K-fold crossvalidation
Hi all i have a small data set of 90 rows i am using cross validation in my process but i am confused to decide on number of K folds
.I tried 3 ,5,10 and the 3 fold cross validation performed better could you please help me how to choose k.I am little biased on choosing 3 as it is small .
Answers
-
Hi,
please post your process XML and describe the problem/data a bit. Your question is way too vague to be responded right now or to be useful to other people.
Best,
Sebastian
0 -
Hi @k_vishnu772
You should keep in mind that cross-validation is intended to estimate an averaged model performance, but choosing different k by itself will not make your model perform better. I think it is always better to look at the performance on a test holdout set but I am also afraid that dataset of only 90 rows is still too small to get a good performance estimation.
1 -
Hi!
I agree with kypexin. Cross validation is not about getting the best performance.

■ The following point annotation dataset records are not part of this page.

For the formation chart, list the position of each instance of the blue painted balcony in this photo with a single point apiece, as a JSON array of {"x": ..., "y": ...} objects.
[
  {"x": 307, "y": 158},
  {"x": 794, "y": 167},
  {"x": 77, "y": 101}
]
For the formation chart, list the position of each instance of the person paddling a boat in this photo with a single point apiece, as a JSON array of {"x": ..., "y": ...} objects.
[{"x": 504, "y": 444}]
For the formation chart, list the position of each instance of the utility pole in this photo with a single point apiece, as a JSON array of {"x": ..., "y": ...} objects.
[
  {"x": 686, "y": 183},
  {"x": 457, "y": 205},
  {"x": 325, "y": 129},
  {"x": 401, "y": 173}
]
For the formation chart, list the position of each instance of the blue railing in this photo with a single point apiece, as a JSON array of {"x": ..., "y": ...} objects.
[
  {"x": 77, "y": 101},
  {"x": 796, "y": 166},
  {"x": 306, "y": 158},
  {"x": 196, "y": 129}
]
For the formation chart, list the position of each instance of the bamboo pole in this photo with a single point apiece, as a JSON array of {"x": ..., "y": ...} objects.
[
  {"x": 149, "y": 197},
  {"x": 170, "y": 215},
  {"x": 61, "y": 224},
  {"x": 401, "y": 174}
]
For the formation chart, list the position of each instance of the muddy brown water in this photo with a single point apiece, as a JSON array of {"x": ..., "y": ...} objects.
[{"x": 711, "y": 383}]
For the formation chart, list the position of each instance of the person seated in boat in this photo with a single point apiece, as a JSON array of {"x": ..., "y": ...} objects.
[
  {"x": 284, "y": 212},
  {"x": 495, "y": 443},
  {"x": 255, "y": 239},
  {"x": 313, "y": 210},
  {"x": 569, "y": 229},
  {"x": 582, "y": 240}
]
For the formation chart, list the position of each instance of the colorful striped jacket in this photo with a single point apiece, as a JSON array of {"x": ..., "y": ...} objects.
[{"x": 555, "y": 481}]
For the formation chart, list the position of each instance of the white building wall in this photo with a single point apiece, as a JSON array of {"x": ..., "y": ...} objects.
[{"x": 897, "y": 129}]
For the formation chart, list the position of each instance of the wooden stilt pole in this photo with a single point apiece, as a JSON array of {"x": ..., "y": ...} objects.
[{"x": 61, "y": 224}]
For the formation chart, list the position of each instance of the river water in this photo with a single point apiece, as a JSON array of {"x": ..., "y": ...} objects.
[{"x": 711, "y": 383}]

Going with 10 is a good approach, as that has been shown again and again as a number providing stable results (not a lot of differences in the performance to 9 or 11 folds).
If you have that little data, you could even try the leave-one-out validation which would be a kind of 90-fold validation on your data set. It won't give you the best performance measure (as that came out from 3-fold validation by chance) but the most stable and reliable estimation for the performance you can expect.
Regards,
Balázs
0